Greenwich Hospital and surroundings

Exiting Greenwich Park on the south-east side you walk into the beautiful but plain terraces of Park Vista, an aptly named street.



And reaching Thames side one comes across the Cutty Sark pub which, as it proudly states on the front, dates back to the late 18th century

This area is a little Georgian time capsule, and therefore by definition extremely aesthetically pleasing. Here is the old Harbour Masters Office.
This is Trinity Hospital, the oldest building in Central Greenwich although rebuilt to its current Gothic style in 1812.



Flooding and extreme weather conditions aren't new....



Time for lunch at the Trafalgar Tavern.


And then after refreshment I wandered around the Greenwich Hospital complex, after St Paul's Sir Christopher Wren's greatest work. It should be on every London visitor's list of sights to see in London, and certainly on a sunny Saturday it feels like it is. Midweek it is much quieter. The architecture suits tranquility.

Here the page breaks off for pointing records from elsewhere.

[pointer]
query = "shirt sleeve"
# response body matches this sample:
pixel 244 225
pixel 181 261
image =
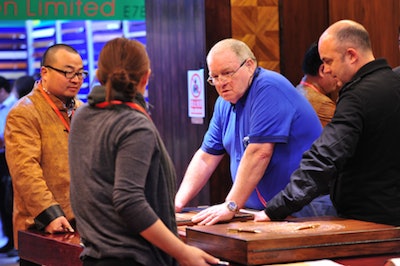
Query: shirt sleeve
pixel 320 165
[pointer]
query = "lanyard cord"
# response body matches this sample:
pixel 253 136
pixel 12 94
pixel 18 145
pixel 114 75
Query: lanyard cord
pixel 261 198
pixel 130 104
pixel 54 107
pixel 310 85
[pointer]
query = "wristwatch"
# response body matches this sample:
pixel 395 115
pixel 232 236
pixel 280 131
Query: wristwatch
pixel 232 206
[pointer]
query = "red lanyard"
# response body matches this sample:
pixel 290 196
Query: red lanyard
pixel 261 198
pixel 62 118
pixel 310 85
pixel 130 104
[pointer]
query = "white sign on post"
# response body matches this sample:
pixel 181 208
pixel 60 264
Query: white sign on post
pixel 196 106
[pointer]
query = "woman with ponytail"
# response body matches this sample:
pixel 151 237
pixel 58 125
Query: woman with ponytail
pixel 122 178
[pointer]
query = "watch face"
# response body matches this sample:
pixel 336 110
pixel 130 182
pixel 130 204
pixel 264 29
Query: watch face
pixel 232 206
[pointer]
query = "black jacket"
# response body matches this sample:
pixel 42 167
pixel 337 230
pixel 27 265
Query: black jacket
pixel 356 159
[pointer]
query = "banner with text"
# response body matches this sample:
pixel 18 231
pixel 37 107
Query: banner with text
pixel 72 9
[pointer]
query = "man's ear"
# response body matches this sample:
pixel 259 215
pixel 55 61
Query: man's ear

The Painted Hall is reasonably claimed to be the finest dining hall in Europe, the height of British Baroque art. Designed by Wren and Hawksmoor, and then painted by Sir James Thornhill, so all the best of British. It apparently took Thornhill 19 years to paint this - quite a commission. He was paid £1 per square yard for the walls, and £3 per square yard for the ceiling. Bargain. Imaging how hard physically to paint a ceiling like that.

The man with the telescope depicted here is Galileo






The Chapel is stunning too.






In the centre here is Inigo Jones' The Queens House. The whole hospital complex had to be built around this - in order to maintain Queens Mary's view of the Thames. At its peak the hospital housed 2700 navy veterans.







National Maritime Museum
Queens House


The Observatory




There was a modern sculpture exhibition which I liked too, although I suspect these were all cast rather than actually sculpted.

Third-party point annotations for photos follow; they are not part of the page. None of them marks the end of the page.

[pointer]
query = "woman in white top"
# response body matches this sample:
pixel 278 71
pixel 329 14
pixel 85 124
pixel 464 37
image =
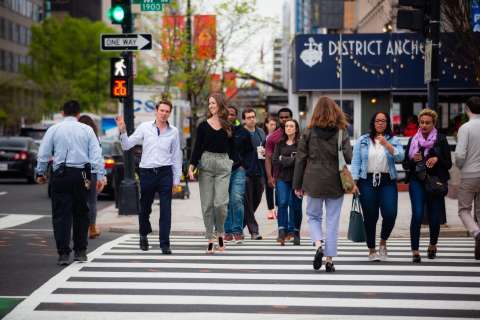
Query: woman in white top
pixel 373 169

This is the Greenwich Discovery Centre - a sort of glorified Tourist Information Centre with bits and bobs from the area illustrating the history of Greenwich





Church of St Alfege, possibly not the best known saint. He was archbishop of  Canterbury from 954 to 1012 when he met a grizzly end being bludgeoned to death by the Vikings. The church was first built in the 11th century when all this would have been a bit fresher in the mind, but was rebuilt by Nicholas Hawksmoor in the early 18th century.



This lovely house was the home of the poet laureate Cecil Day-Lewis as the plaque says, bur also the childhood home of his now rather better known actor son, Daniel Day Lewis.








Gloucester Circus



And finally, the Cutty Sark. This was a tea clipper, once the fastest ship in the wold, built in 1869 to be the first ship to bring back the new season of tea from China. It almost immediately became obsolete with the coming of steam ships.